Genichiro

美しき諍い女(いさかいめ)のGenichiroのレビュー・感想・評価

4.4
森直人さんが「『牯嶺街少年殺人事件』は日本で当時ヒットしなかった。同年に『美しき諍い女』はヒットしていた』という話をしていたがこんな映画(内容もさることながらランタイム237分!)がヒットしてたのどうかしてる。当時はヘアー修正問題も話題になったらしい。ミニシアターブーム‼️何もかも時代を感じる。今作では絵を描くことがスタートしてからはアトリエの中、もしくは外という二つの場面に大きく分けられる。このおっさんにとって世界とはアトリエの外という認識でしかない。実際に描いてるカットやアトリエ内でただ裸の女とおっさんがいるだけの空間を流麗な撮影で見れるものとして成立させる。まあこれをやれるのはすごいし、今作についての言及はだいたいその部分なのも分かる。でも、自分としてはそれと同じくらいアトリエ外の描写も印象的だった。

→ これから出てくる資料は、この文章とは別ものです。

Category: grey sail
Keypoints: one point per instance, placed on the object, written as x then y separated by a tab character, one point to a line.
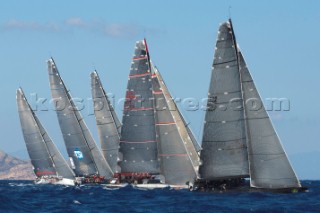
179	160
138	141
45	157
86	159
109	126
224	150
269	165
190	133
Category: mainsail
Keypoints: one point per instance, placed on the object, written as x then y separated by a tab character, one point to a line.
109	126
138	135
179	160
86	159
269	165
224	150
45	157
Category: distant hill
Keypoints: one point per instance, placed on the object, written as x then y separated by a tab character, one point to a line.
14	168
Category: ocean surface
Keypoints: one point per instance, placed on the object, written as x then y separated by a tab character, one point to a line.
24	196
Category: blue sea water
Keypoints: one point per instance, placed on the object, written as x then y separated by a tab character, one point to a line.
24	196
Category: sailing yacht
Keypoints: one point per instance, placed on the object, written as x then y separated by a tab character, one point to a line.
48	164
138	146
239	140
157	146
86	159
108	124
177	147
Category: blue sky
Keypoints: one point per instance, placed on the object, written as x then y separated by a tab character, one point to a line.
279	39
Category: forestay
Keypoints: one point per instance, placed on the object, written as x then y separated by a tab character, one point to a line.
86	159
108	124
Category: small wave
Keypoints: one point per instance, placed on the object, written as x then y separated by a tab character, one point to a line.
21	184
76	202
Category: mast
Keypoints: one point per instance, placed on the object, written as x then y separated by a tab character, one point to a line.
138	145
224	149
84	155
269	164
179	159
45	157
108	124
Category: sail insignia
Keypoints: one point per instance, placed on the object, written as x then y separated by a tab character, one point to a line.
81	147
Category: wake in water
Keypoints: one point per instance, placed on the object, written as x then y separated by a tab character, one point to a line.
24	196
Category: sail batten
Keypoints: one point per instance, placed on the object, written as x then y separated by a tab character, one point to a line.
138	118
224	149
45	157
178	155
269	164
107	121
79	142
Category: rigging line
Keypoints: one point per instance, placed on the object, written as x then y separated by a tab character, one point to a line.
229	11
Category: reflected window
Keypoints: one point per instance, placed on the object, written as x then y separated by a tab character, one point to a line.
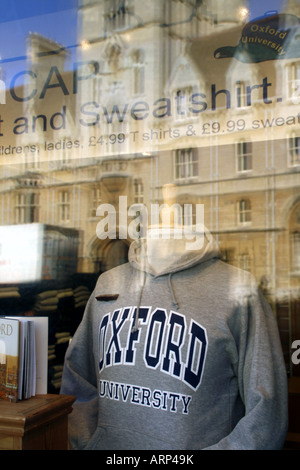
244	156
244	212
244	260
186	164
294	151
241	94
293	82
138	73
95	200
296	252
118	14
64	206
27	208
138	189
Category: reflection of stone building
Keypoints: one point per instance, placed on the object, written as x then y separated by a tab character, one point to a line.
246	175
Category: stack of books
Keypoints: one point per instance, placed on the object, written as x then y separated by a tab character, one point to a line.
23	357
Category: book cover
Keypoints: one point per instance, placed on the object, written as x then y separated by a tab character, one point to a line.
9	358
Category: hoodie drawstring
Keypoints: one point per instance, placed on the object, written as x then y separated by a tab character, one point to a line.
172	293
175	303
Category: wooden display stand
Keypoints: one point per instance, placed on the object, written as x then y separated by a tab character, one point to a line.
39	423
293	435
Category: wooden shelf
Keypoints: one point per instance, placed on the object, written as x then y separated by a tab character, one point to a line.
39	423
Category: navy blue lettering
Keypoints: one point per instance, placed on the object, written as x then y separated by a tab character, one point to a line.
174	345
114	341
134	336
196	355
154	341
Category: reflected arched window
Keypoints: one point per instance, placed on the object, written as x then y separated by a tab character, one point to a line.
244	211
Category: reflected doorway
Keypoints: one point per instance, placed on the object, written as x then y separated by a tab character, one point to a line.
110	254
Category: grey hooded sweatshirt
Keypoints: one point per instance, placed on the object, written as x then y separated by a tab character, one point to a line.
189	358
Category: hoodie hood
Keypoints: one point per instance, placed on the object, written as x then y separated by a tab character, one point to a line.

まず序盤の出会いがいいね。ポラロイドで盗撮してるの笑う。そんなの一番バレる。2階でのやり取り、そこからすぐに距離が縮まっておっさんに会いに行く。モデル活動が始まるまでの妙な手際の良さ!そこから延々と映画が終わらないなんて思えないのがウケる。オレンジジュースを飲んでいる二人の間からエマニュエル・ベアールがいつのまにか現れているカットとかも素晴らしい。ミシェル・ピコリとジェーン・バーキンが喋ってる間にちょっとした喧嘩になり、いつの間にか外に出ている長めのカットも…めっちゃ良い。良いんだけど、ではこれがなぜ良いのかってことを考える。流麗な撮影がいい、ってそれがシーン単位で繋がっていても作品としての評価とは全く別だし全体としてはつまらないなんて映画はたくさんある。例えばエマニュエル・べアールがモデルをやめると最初に言い出す場面、建物の中に入ってきてジェーン・バーキンに「悪夢だった」と話す。右へ左へ動く二人を同じような少しずつの横移動で同一カット内に捉える。この少し長めのカットの間に引きの画から気がつくと二人ともバストショットになっている(そのあと、見送りをするカットへと扉→扉で繋ぐ。シンプルなのにそれだけでマジカル)。その他の場面だと建物の中で作業しながら会話している様子を映して、そのあとカメラが引いてパンニングで開放的で鮮やかな外界を見せる。人々の距離感が時間の経過によって文字通り伸縮している。その間、それとは全く関係なく世界は存在しているとでも言うような風景。これが何度も繰り返される。アトリエの場面以外は一見なんでもないようなシーンに思えるけど、これこそ「形式と主題の一致」と言える場面の連続なんだよなー。そして何が素晴らしいって今作は高尚な映画でもなんでもなく、痴話喧嘩とヌードがメインのとても下世話な映画だってこと。めちゃくちゃ良かった。とはいえ長い。ジャック・リヴェットの作品っていつ終わってもいいしいつまでやっててもいいみたいな気持ちになるものが多いけど、さすがに今作は絵が出来上がる終盤になると完全に興味失う。でも、それで評価下がらないくらいの面白さはある。やっぱリヴェット好きだな。